Countries in the Congo Basin are capturing only a fraction of the true value of the ecosystem services their forests provide to the world. According to a World Bank report released in August 2025, the total economic value of these services reached $1.152 trillion in 2020, covering carbon storage, water regulation, biodiversity, timber, and wild food resources.
Yet, the six countries central to forest governance in the region—Cameroon, the Central African Republic, the Democratic Republic of Congo, Equatorial Guinea, Gabon, and Congo—recorded just $7.8 billion of that value in their national accounts that year.

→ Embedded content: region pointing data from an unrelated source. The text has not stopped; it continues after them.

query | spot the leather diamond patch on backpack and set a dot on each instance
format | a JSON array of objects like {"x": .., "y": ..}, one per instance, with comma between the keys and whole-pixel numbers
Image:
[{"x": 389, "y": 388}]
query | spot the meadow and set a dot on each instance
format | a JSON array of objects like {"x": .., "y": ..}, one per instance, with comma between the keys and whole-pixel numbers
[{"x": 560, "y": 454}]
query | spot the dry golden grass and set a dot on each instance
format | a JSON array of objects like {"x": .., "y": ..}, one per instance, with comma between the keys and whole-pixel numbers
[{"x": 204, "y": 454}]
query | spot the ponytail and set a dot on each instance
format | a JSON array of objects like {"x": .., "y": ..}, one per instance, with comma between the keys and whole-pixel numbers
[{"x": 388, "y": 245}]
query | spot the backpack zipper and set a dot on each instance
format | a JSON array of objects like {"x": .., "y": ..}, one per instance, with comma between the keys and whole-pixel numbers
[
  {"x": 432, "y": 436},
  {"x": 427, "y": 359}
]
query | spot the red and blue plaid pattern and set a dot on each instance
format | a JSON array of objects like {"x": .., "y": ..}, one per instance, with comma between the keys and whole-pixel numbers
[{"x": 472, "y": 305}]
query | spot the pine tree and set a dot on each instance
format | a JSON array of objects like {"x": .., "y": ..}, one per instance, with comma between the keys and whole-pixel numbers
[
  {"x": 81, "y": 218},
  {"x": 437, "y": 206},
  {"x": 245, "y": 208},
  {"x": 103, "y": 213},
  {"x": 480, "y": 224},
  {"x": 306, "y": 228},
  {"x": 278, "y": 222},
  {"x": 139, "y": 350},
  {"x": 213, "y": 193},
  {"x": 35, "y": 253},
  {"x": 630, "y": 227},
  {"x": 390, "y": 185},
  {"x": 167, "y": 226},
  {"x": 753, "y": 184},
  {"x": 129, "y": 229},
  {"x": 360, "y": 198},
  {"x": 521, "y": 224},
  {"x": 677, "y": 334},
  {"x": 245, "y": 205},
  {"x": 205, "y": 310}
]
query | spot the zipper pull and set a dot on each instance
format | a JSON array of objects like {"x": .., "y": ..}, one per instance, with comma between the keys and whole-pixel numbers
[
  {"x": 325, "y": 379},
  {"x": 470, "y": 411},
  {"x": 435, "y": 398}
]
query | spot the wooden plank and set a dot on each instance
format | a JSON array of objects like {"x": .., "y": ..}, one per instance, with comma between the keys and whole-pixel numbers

Carbon storage alone accounts for nearly 99% of the forests’ estimated value but contributes only 9% to local economies. The disparity highlights how little of the Congo Basin’s carbon wealth is monetized, reflecting limited access to global carbon finance and compensation mechanisms. With nearly 91 billion tons of carbon stored—ten times the annual emissions of the global energy sector—the Congo Basin remains the world’s largest net carbon sink.
World Bank calls for stronger climate finance mechanisms
The World Bank argues that the region’s potential lies in turning forest conservation into a source of economic growth by mobilizing climate finance and carbon markets. It recommends building the technical and legal capacity needed to engage effectively in global carbon and biodiversity markets.
That includes transparent monitoring, reporting, and verification (MRV) systems, national carbon registries, and clear regulations for environmental transactions. Forest ecosystem accounts developed with World Bank support should also help countries identify priority zones and design credible carbon finance projects.
Financing tools such as REDD+, performance-based payments, and green bonds can help monetize climate regulation services and attract both public and private capital, the report says. It also encourages domestic resource mobilization through carbon taxes and timber levies to support forest conservation and green growth.
Untapped potential and market challenges
The global carbon market continues to expand. Data from MSCI/Trove Research show that nearly $43 billion was committed or raised between 2021 and the third quarter of 2024 for carbon credit activities, with most funding directed toward carbon removal projects based on nature or technology. The year 2024 marked a record, with $14 billion raised by the end of the third quarter, underscoring growing investor interest and stronger global climate commitments.
However, the implementation of these mechanisms faces structural obstacles. Climate finance disbursements remain slow and tied to complex conditions, delaying tangible benefits for forest nations. In 2025, for example, the Green Climate Fund approved a $31 million results-based payment to Uganda for reducing deforestation emissions between 2016 and 2017—the first such payment in Africa. The milestone, though significant, also reveals the sluggish pace of climate reward systems.
At the same time, the carbon market faces credibility issues due to fragmented standards and inconsistent certification systems. A 2023 investigation by The Guardian, Die Zeit, and NGO SourceMaterial found that over 90% of forest carbon credits certified by Verra—the world’s largest carbon offset standard—may not represent actual emission reductions.
For the Congo Basin, the priority is now to build a unified regional position in the global carbon market while developing a sustainable forest economy that generates lasting revenue and safeguards the planet’s most vital carbon sink.